Is the Sacred Heart Devotion Biblical?
No doubt, Protestants sometimes take objection to “heart devotion” saying that it is odd to have devotion for a “body part” of Christ our Lord
How do we respond?
The Heart of God in the Old and New Testaments
The theme of “God’s heart” emerges in First Temple Judaism, particularly with the advent of King David – the royal type of our Lord Jesus Christ.
Although the Jews did not believe that God had a human body, the Scriptures speak as if God had a heart. For example, God seeks holy ones who “seek after his own heart” (1 Sam 13:14).
Likewise, God wants priests who seek the heart of God:
“I will raise up for myself a faithful priest, who shall do according to what is in my heart and in my mind” (1 Sam 2:35). Sin wounds the heart of God (Lam. 3:33).

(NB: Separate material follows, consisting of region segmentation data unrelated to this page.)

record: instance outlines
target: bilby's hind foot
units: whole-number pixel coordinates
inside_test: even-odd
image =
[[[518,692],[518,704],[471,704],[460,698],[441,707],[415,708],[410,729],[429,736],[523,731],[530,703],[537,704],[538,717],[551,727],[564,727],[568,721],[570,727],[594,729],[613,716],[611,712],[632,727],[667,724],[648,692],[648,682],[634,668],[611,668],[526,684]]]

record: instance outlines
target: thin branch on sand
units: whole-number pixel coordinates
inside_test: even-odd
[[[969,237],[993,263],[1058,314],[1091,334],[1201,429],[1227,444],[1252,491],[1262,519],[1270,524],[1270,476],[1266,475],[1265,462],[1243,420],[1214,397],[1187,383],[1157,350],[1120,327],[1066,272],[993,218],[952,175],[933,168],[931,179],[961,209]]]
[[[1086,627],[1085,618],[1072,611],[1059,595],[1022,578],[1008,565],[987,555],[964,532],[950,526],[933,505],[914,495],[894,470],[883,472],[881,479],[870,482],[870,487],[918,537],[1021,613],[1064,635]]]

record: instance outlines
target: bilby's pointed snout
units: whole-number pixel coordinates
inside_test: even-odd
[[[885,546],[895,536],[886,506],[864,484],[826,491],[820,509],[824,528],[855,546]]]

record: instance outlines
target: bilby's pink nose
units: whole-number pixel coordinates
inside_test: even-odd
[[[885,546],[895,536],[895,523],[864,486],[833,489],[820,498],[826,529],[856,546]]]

God’s heart is also depicted in Hosea 11:8 “my heart recoils within me.”
H.W. Wolff explains, “God’s heart, his free resolve of love, turns against his decision of anger. So Hosea promised that decision in the heart of God which has been sealed for all nations in Jesus Christ.”{1}
The fact that God was made man in our Lord Jesus Christ fulfills the Old Testament expectation for that tender heart of God toward mankind. No longer is the “heart of God” an anthropomorphic analogy. In Christ, the heart of God lovingly beats for us.
Thus, devotion to the Sacred Heart of Jesus is truly devotion to the Divine Mercy of God. This is why images of the Divine Mercy reveal blood and water flowing from His Sacred Heart. Likewise, devotion to the Immaculate Heart reveals how Mary the Mother of God is also the Mother of Mercy and that her heart is perfectly united to the merciful mission of her Divine Son. As the New Adam and New Even, the hearts of Jesus and Mary reveal the redemptive love of God for each of us. This is why God is intent in inspire devotion to the Holy Hearts of Jesus and Mary. This is why the message of the Immaculate Heart stands at the center of the messages of Our Lady of Fatima.
When Christ was crucified and the spear pierced his Sacred Heart on the cross, so also a sword pierced Mary’s Immaculate Heart. This twin piercing is the hope of all Christians in the last ages. My guess is that this is why there is an increase in devotion and awareness toward the Sacred Heart of Jesus and Immaculate Heart of Mary. The greatest devotion in this regard is First Friday Mass in honor of the Sacred Heart and First Saturday Mass in honor of the Immaculate Heart.
Sacred Heart of Jesus, have mercy us.
PS: Canterbury Tales blog is solemnly consecrated to the Immaculate Heart of Mary (scroll down to see it).
{1} H. W. Wolff, Anthropology of the OT (Engtr 1974), p. 58.